Security ranks high on both the societal as well as political agenda. The threat of terrorism, transnational organized crime, civil war, urban riots or natural disasters is making headlines almost every day and is a guarantee for political turmoil. Although from a factual perspective the risk of high-end security incidents is in most Western countries low, the risk perception is far more higher. When it comes to security and crisis, risk perception seems to be as important as actual risk assessments.
During the one year multi-disciplinary master program students will become familiar with the political and social dimensions of the governance of (in)security and crises. By analyzing security discourses, security actors, security practices and security outcomes students will become acquainted with the ‘wicked problem’ of security and crises topics in a complex and globalizing world.
As security is no longer a public good solely provided by state actors or public actors but the combined outcome of public actors, private security actors, civil society and citizens as well, the master program will focus on the multiplicity of actors engaged in defining and practicing security.
Further, as a result of the globalized and interwoven world of today in which incidents, images and messages travel within seconds from one part of the world to another part of the world, students will study current security and crisis challenges from a ‘glocal’ perspective: both global and local levels and especially the nexus of those levels.
In the master’s program students will be confronted with the insights of various academic disciplines and a combination of theory and practice and skills relevant for a professional career in public or private security and crisis organizations. Students will become familiar with the causes of different forms of crises and threats to security, with patterns of responses and governance of these phenomena, and policies and strategies to prevent threats, incidents or crises. The Master thesis project provides students the opportunity to specifically focus on one particular type of crisis or security issue and how certain actors deal with it.
The attack in Norway not only illustrates the diversity in political background of terrorism, but also debunks the myth that only Jihadists terrorists aim to cause mass casualties.
Sadly, it also puts an end to the false idea that some smaller countries are exempted from this menace. In a very brutal way, the events in Oslo and on the isle of Utøya have provided us with a less pleasant, but also more balanced view on terrorism in Europe. Now it is clear to all that terrorism in Europe is a very diverse phenomenon that includes a wide range of actors that aim to create havoc. This is not to say that Islamist terrorism does not stick out as the potentially most dangerous one. Whatever the scale of the tragedy in Norway, given the number of arrests, the (foiled and failed) attacks in the past, and the frequency of the threat statements to EU Member States, Islamist terrorism should still be regarded as the most lethal and threatening type of terrorism. Moreover, its political and social impact can be enormous, as exemplified by the Islamophobic ideas that fueled Anders Breivik’s process of radicalisation and his belief that Islamist groups are on the verge of taking over Europe.

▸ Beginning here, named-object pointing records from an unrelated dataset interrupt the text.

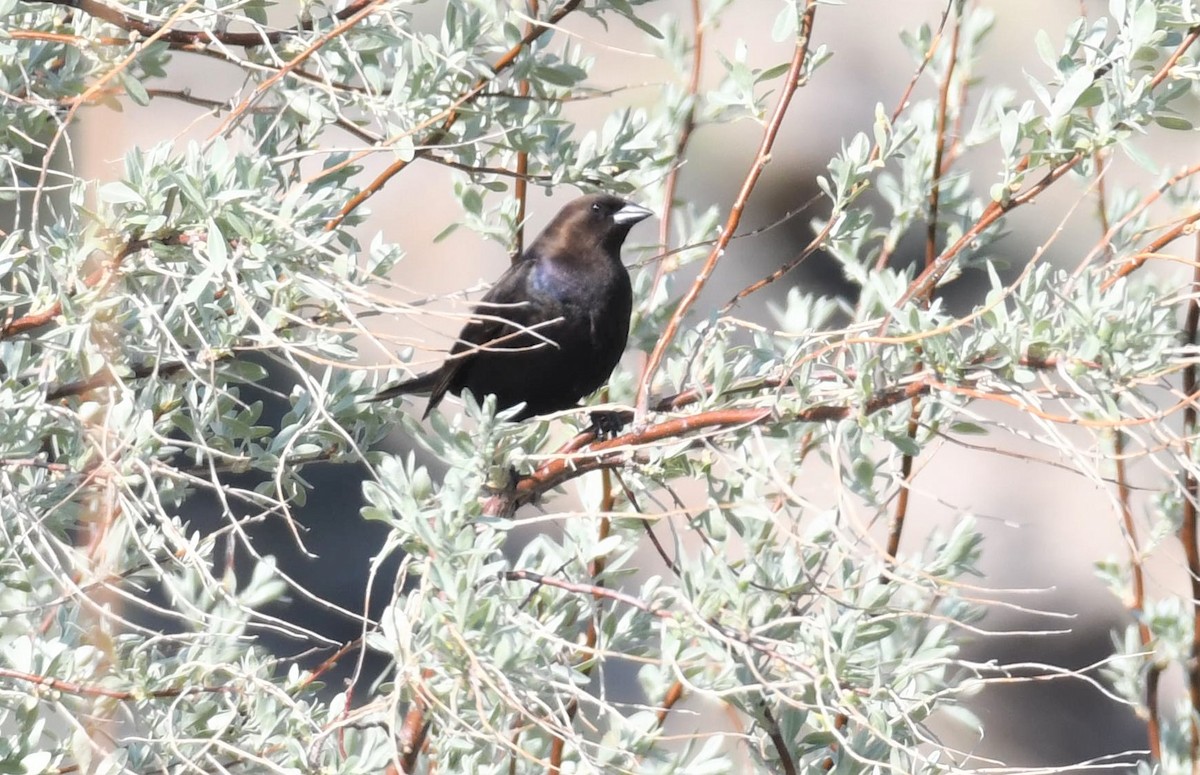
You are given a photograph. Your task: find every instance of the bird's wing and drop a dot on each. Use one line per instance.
(513, 288)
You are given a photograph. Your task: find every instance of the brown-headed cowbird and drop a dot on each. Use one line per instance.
(555, 325)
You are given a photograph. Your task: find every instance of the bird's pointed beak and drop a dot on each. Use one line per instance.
(630, 214)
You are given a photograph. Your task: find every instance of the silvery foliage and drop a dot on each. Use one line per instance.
(795, 643)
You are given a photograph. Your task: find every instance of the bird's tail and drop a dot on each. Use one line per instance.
(423, 384)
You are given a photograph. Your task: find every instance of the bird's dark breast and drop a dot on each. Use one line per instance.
(588, 342)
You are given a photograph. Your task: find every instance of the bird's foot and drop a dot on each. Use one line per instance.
(607, 424)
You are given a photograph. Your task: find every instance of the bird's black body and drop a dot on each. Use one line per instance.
(555, 325)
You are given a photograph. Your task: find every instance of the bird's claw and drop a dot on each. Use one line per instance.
(606, 424)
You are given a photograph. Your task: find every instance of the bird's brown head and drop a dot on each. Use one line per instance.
(595, 220)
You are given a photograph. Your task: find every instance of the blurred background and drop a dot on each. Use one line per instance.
(1045, 526)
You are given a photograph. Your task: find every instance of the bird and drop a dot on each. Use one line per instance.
(553, 326)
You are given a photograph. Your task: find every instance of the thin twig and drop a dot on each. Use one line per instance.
(791, 83)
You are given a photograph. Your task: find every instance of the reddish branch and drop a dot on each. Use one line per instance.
(190, 38)
(1189, 535)
(933, 274)
(88, 690)
(685, 128)
(791, 83)
(450, 115)
(619, 451)
(97, 277)
(1182, 227)
(895, 528)
(558, 746)
(819, 240)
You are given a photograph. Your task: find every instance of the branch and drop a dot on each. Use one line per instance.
(450, 115)
(791, 83)
(193, 38)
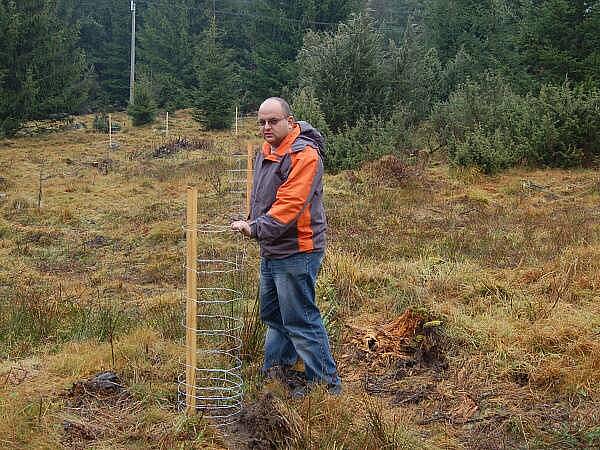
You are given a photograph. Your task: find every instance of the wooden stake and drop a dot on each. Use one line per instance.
(192, 297)
(236, 114)
(109, 131)
(249, 175)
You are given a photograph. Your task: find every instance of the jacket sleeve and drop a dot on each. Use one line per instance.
(293, 196)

“The Master has opened many doors for me academically and professionally. I selected this master’s program as it offered a governance perspective into crisis and security issues that other traditional degrees did not offer.”
The program is taught in The Hague, in the same city as many international and European institutions such as Europol, Eurojust, NATO NCIA, the UN Tribunals, the ICJ, ICC, and UNHCR, along with Dutch government- making The Hague the perfect city to study crisis and security management.

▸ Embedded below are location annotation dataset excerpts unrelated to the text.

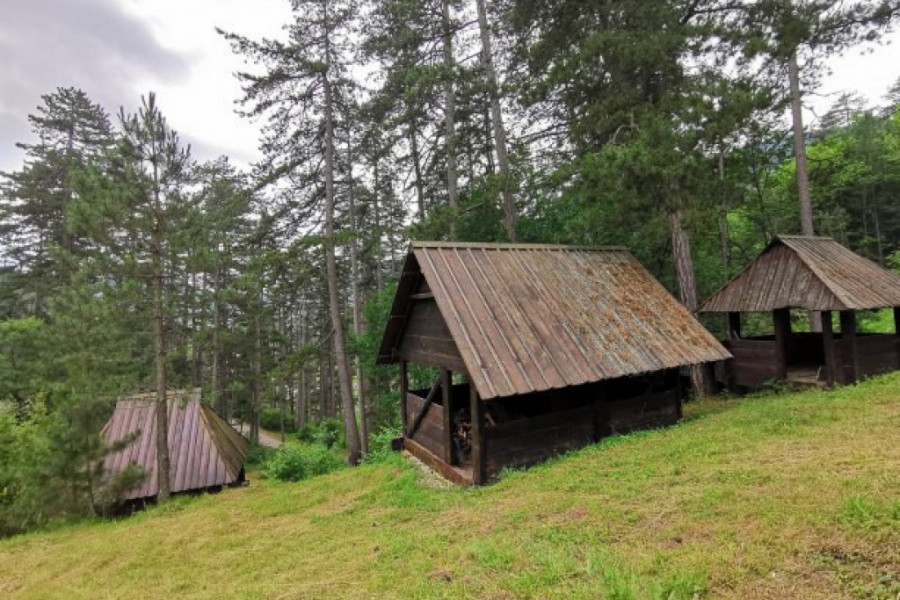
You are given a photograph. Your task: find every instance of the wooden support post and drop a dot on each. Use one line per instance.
(478, 446)
(734, 326)
(404, 390)
(679, 393)
(848, 345)
(600, 412)
(828, 347)
(432, 394)
(782, 318)
(897, 333)
(446, 400)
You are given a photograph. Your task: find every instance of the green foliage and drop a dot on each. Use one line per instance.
(258, 455)
(296, 462)
(271, 419)
(380, 444)
(327, 433)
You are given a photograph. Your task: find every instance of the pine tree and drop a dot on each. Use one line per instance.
(71, 130)
(133, 206)
(301, 93)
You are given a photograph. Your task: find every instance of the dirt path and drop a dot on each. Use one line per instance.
(266, 438)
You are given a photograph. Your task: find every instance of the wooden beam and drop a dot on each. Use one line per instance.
(479, 476)
(680, 393)
(850, 352)
(828, 347)
(782, 319)
(452, 474)
(404, 389)
(447, 400)
(897, 332)
(432, 394)
(734, 326)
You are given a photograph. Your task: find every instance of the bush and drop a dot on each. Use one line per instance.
(380, 444)
(328, 433)
(270, 418)
(294, 463)
(258, 454)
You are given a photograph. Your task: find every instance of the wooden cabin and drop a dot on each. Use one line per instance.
(814, 274)
(205, 452)
(538, 350)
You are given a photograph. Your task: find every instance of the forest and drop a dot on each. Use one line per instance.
(673, 128)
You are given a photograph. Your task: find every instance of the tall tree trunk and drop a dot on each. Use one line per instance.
(684, 270)
(376, 214)
(354, 451)
(724, 233)
(256, 374)
(499, 131)
(217, 399)
(801, 167)
(417, 170)
(357, 311)
(159, 341)
(806, 220)
(449, 110)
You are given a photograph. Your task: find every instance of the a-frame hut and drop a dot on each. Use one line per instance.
(205, 452)
(815, 274)
(539, 349)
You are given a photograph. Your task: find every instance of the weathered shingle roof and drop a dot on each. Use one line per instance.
(529, 318)
(814, 273)
(204, 451)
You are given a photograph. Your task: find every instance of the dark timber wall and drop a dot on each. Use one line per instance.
(430, 432)
(755, 360)
(427, 340)
(524, 430)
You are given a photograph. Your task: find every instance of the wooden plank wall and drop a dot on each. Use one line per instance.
(525, 442)
(754, 363)
(658, 409)
(878, 353)
(430, 433)
(427, 340)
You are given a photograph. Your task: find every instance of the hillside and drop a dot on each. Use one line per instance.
(792, 496)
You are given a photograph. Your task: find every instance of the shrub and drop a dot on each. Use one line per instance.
(380, 444)
(297, 462)
(270, 418)
(328, 433)
(258, 454)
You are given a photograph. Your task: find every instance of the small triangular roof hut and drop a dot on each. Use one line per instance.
(205, 452)
(815, 274)
(532, 323)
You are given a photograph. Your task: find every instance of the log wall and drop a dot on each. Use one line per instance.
(658, 409)
(878, 353)
(427, 340)
(755, 362)
(430, 434)
(524, 442)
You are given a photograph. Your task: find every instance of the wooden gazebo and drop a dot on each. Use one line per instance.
(554, 347)
(815, 274)
(205, 452)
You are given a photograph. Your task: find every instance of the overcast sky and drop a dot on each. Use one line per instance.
(117, 50)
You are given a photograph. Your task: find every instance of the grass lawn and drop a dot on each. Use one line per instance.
(790, 496)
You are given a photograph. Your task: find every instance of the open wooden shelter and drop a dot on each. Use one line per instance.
(815, 274)
(205, 452)
(540, 349)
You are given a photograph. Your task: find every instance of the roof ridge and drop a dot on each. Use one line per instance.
(837, 290)
(797, 236)
(510, 246)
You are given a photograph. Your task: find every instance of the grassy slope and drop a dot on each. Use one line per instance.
(795, 496)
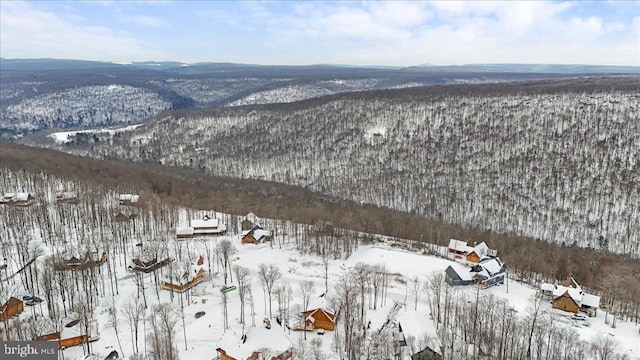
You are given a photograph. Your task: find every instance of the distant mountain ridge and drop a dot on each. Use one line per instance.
(552, 159)
(47, 64)
(39, 94)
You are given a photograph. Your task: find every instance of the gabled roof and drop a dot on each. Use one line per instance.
(257, 338)
(323, 301)
(590, 300)
(481, 249)
(492, 265)
(458, 272)
(575, 294)
(205, 222)
(252, 217)
(257, 232)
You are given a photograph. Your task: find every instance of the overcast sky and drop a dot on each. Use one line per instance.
(391, 33)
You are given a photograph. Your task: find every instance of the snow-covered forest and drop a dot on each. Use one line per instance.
(85, 106)
(376, 282)
(553, 161)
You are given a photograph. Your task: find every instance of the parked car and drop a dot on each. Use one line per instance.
(578, 317)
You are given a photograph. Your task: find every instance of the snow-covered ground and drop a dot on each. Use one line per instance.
(62, 137)
(203, 334)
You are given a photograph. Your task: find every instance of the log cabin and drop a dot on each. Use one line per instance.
(74, 335)
(67, 197)
(256, 235)
(208, 226)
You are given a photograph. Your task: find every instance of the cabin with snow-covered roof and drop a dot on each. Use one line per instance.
(249, 222)
(460, 250)
(489, 271)
(457, 275)
(320, 314)
(208, 226)
(67, 197)
(571, 298)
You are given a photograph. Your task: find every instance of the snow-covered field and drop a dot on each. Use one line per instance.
(62, 137)
(203, 334)
(199, 337)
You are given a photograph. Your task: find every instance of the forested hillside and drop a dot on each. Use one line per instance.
(551, 160)
(40, 94)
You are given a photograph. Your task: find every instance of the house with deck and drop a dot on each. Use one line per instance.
(321, 314)
(460, 250)
(67, 197)
(488, 272)
(73, 334)
(569, 296)
(261, 342)
(256, 235)
(249, 222)
(208, 226)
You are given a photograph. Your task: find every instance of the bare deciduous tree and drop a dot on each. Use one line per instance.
(268, 276)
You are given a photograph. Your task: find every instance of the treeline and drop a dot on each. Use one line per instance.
(548, 160)
(615, 277)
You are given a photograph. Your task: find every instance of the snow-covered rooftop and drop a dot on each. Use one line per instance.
(205, 223)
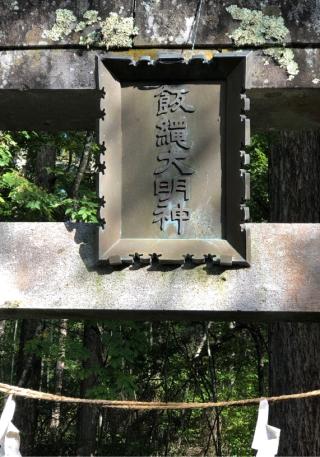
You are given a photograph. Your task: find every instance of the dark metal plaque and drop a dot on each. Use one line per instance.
(173, 134)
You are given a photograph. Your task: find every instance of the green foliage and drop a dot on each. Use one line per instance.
(159, 361)
(259, 202)
(23, 198)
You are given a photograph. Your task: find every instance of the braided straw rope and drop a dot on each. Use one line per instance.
(124, 404)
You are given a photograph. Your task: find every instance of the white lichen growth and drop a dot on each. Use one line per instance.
(118, 31)
(113, 32)
(65, 24)
(259, 29)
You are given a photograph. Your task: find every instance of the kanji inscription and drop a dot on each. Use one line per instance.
(173, 172)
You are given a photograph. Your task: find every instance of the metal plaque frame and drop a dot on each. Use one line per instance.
(114, 73)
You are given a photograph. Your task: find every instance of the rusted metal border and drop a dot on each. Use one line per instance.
(234, 247)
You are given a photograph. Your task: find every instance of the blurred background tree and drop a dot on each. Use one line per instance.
(51, 177)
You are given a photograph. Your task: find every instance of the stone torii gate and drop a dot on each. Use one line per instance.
(49, 58)
(46, 68)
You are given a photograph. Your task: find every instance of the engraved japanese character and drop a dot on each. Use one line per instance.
(161, 215)
(172, 100)
(180, 215)
(165, 187)
(172, 131)
(182, 184)
(176, 157)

I selected this master’s program as it offered a governance perspective into crisis and security issues that other traditional degrees did not offer. Current affairs and modern challenges to the state are at the core of this degree’s courses with subjects ranging from Crisis Management, Cyber Security Governance, Intelligence Organizations, Security and the Rule of Law, and Local Security Networks. These multi-disciplinary courses provide with great theoretical insights into contemporary security issues that were happening in local and international news. Though it is a theoretical program, the case studies presented and the guest lectures by professional practitioners and renowned academics provide concrete examples to the different course subjects.
The program consists of a mixture of lectures and working groups. Some courses will require students to present with a team, participate in a debate, or participate in crisis simulation, giving you the opportunity to interact with your fellow classmates. The interaction with peers was a great strength of this program as classmates came from different backgrounds, such as governments, from the army, and from private sector companies both at the Dutch and international levels. Lectures were also easy to approach and were open to discuss paper topics and provide feedback for my work.
Though it is a full-time study, it is not difficult to find internships or traineeships to work in alongside your studies. These working opportunities usually complement the study quite well and allow you to apply the theory and concepts you have learned to concrete issues the public and private sector are facing. During my time at CSM, I interned at the United Nations Development Programme in New York City on using web intelligence for early warning and the Center for Terrorism and Counter Terrorism where I worked on several Cyber Security projects.
This degree teaches you the skills necessary to become a professional researcher in a security or crisis related field, a civil servant at a security, defense, or foreign or internal affairs institution at the national, EU-level, or UN-level, or to be a private sector professional advising other institutions about these issues. Regardless of your focus, this degree provides you with the tools to tackle emerging security and crisis issues through a governance perspective.